Well before I ever thought I would end up in Boston, one of the many things I admired about our Jewish community was how we responded to the devastation caused by Hurricane Katrina in 2005. When the national Jewish community raised tens of millions of dollars to rebuild Jewish institutions on the Gulf Coast, Boston was among the first to ask the question: “How can we do more than just help other Jews? What can we do to support the recovery for all people?”
CJP responded by joining two other Jewish federations to fund Jewish Funds for Justice (where I then worked), to build an interfaith partnership for economic and housing recovery in New Orleans. JCRC reached out to us and others for guidance in engaging Jewish volunteers in service in the Gulf to help rebuild homes and restore hope to hurricane survivors – of all backgrounds – in most need.
So you understand that I am proud to tell you that – 11 years after Katrina – during school vacation last week, JCRC took 17 teens from 8 different synagogue communities in Boston to New Orleans. Over five days, our teens provided 570 total hours of service in partnership with the St. Bernard Project, an organization that emerged from the flood waters of Katrina to help rebuild St. Bernard Parish – which was 100% flooded.
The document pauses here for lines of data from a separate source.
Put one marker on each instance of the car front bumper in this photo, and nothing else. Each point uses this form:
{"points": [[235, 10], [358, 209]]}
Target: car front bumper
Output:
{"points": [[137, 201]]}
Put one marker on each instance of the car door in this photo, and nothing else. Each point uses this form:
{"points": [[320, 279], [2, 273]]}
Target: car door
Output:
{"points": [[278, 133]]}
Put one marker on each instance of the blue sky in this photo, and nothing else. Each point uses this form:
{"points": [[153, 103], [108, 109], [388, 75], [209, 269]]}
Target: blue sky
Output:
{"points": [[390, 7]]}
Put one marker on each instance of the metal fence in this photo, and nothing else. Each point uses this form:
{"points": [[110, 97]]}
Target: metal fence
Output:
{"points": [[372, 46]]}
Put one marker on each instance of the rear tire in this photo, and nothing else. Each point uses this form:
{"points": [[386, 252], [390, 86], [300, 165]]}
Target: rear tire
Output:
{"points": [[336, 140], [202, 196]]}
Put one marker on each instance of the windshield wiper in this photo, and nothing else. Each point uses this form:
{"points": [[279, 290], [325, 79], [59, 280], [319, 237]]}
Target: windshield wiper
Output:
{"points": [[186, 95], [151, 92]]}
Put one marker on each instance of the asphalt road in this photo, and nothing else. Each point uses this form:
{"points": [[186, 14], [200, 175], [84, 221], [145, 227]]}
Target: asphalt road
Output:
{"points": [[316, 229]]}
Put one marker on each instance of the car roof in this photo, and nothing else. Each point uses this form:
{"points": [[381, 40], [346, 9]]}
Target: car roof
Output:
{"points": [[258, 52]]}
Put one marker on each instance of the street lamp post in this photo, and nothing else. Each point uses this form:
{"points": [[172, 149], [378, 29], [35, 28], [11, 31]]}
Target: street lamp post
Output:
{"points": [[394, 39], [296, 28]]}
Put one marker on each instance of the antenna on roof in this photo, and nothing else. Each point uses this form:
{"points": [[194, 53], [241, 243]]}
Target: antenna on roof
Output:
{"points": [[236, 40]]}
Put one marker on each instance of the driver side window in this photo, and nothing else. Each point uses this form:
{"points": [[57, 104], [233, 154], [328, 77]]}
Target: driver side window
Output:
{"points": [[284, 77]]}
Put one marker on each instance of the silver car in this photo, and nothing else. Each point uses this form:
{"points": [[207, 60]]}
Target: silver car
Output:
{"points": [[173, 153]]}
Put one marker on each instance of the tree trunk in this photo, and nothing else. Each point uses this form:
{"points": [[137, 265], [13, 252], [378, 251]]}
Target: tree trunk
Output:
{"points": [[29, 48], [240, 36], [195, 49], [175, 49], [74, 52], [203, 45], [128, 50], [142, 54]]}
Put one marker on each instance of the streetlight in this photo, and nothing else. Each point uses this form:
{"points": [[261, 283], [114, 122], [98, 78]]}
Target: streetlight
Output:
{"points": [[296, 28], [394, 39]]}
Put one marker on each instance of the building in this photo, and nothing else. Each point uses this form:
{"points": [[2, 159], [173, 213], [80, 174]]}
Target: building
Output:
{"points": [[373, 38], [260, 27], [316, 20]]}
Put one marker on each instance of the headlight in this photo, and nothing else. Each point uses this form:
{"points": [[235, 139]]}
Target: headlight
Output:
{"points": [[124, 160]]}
One of the sites they worked at was the home of Ms. Janice in Violet, LA, where they helped return her house to move-in condition.
Katrina left Ms. Janice and her husband with only the brick exterior of their home salvageable. Their house was rebuilt with the assistance of insurance and volunteer help. But – as in far too many cases – this wasn’t the end of their challenges. When they moved home they become sick. Like so many others, they learned that that the new wallboard in their home contained defective and potentially carcinogenic materials.
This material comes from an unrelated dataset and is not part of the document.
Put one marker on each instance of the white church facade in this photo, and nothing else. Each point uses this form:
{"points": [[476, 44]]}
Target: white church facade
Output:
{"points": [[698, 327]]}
They, along with thousands of other families in the New Orleans area, suffered a double disaster requiring them to again move out while the defective wallboard was removed. The home was virtually gutted again and they sought the assistance of St. Bernard Project to help them with their second rebuild.
Our teens caulked, primed, painted and cleaned – readying the house for the family to move back in.
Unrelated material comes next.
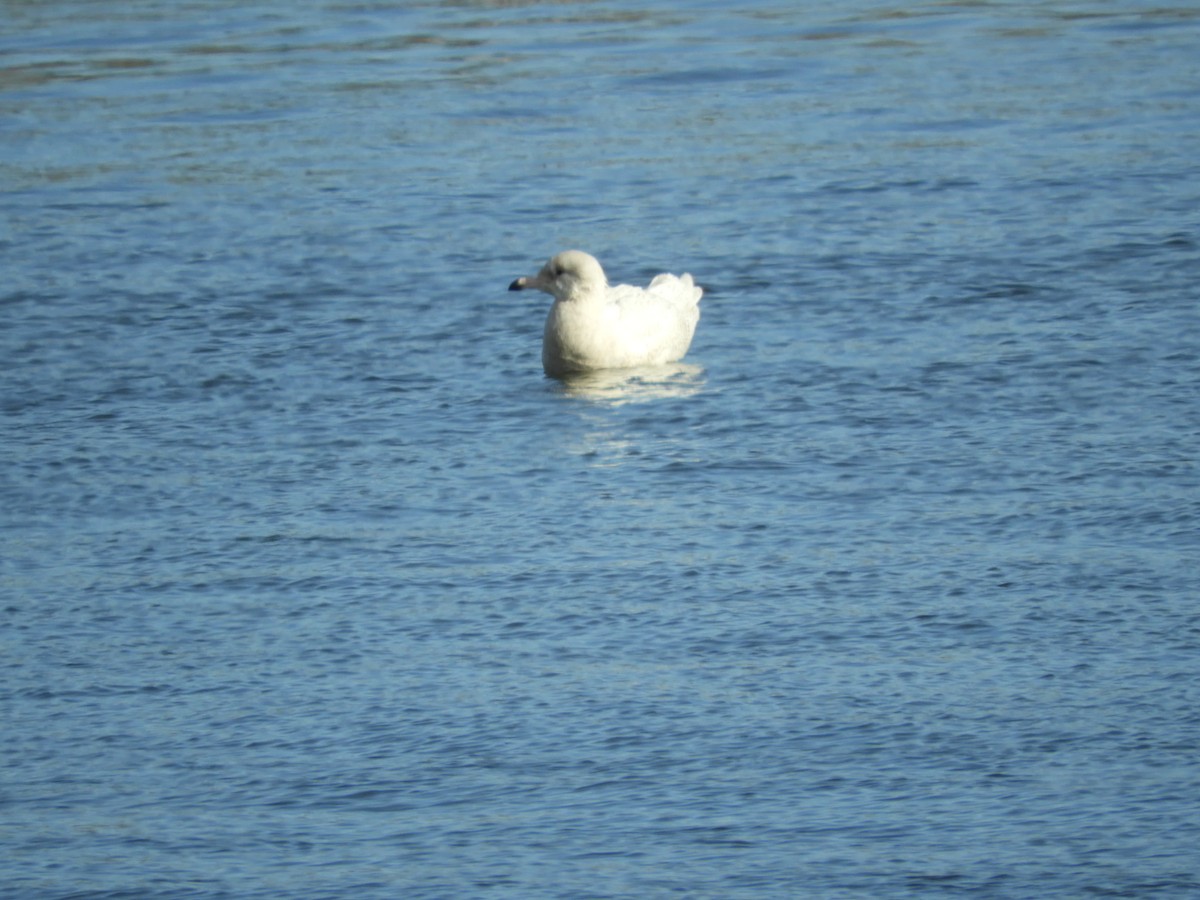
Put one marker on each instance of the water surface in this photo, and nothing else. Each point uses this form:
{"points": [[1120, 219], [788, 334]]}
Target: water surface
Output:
{"points": [[313, 586]]}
Ms. Janice is now divorced – a circumstance not uncommon due to post-Katrina stresses. She works two jobs just to be able to survive and she was unable to get time off to come over and thank the JCRC team in person. But our teens found their work deeply fulfilling nonetheless, knowing they had supported this family in reclaiming their home.
This trip builds on work we do throughout the year here in Boston though our TELEM initiative, and on the work our teens have done on recent trips to New York where we’ve been helping with Hurricane Sandy recovery.
Locally and beyond, a decade ago and now, our work is guided by a core question: What are the values that we, the Boston Jewish community, want to act on in the broader society that we live in?
We at JCRC continue to answer that question through service. In Boston, in New York, and in New Orleans – through acts of volunteerism – we enrich our young people as they formulate their value system. When the waters first flowed into New Orleans we rightly asked ourselves “How can we be only for ourselves?” Through service we transmit a Jewish principle that has endured over two millennia since the days of the great rabbi, Hillel, who asked: “If I am only for myself, who am I?”
“Sometimes, as you know, the kids get caught in the ‘bubble’ and really don’t see how other people live,” said the mother of one of the teen volunteers. “We are fortunate to have our kids grow up in this environment, yet look for those experiences that bring them back to the ‘real world’ and this trip really did just that.”
And when we break out of that bubble, when we pick ourselves up and serve others, we learn something even more powerful than knowing that we are blessed. As Rafi Barglow, age 15, of Temple Shir Tikvah in Winchester put it: “I was surprised at how enjoyable it was to work on houses. It wasn’t just doing repetitive tasks, it had the power to change lives.”
We have the power within ourselves to help others. At JCRC, we’re acting on that power every day, in 2005, in 2016, and with the continued help of our community, in the years to come.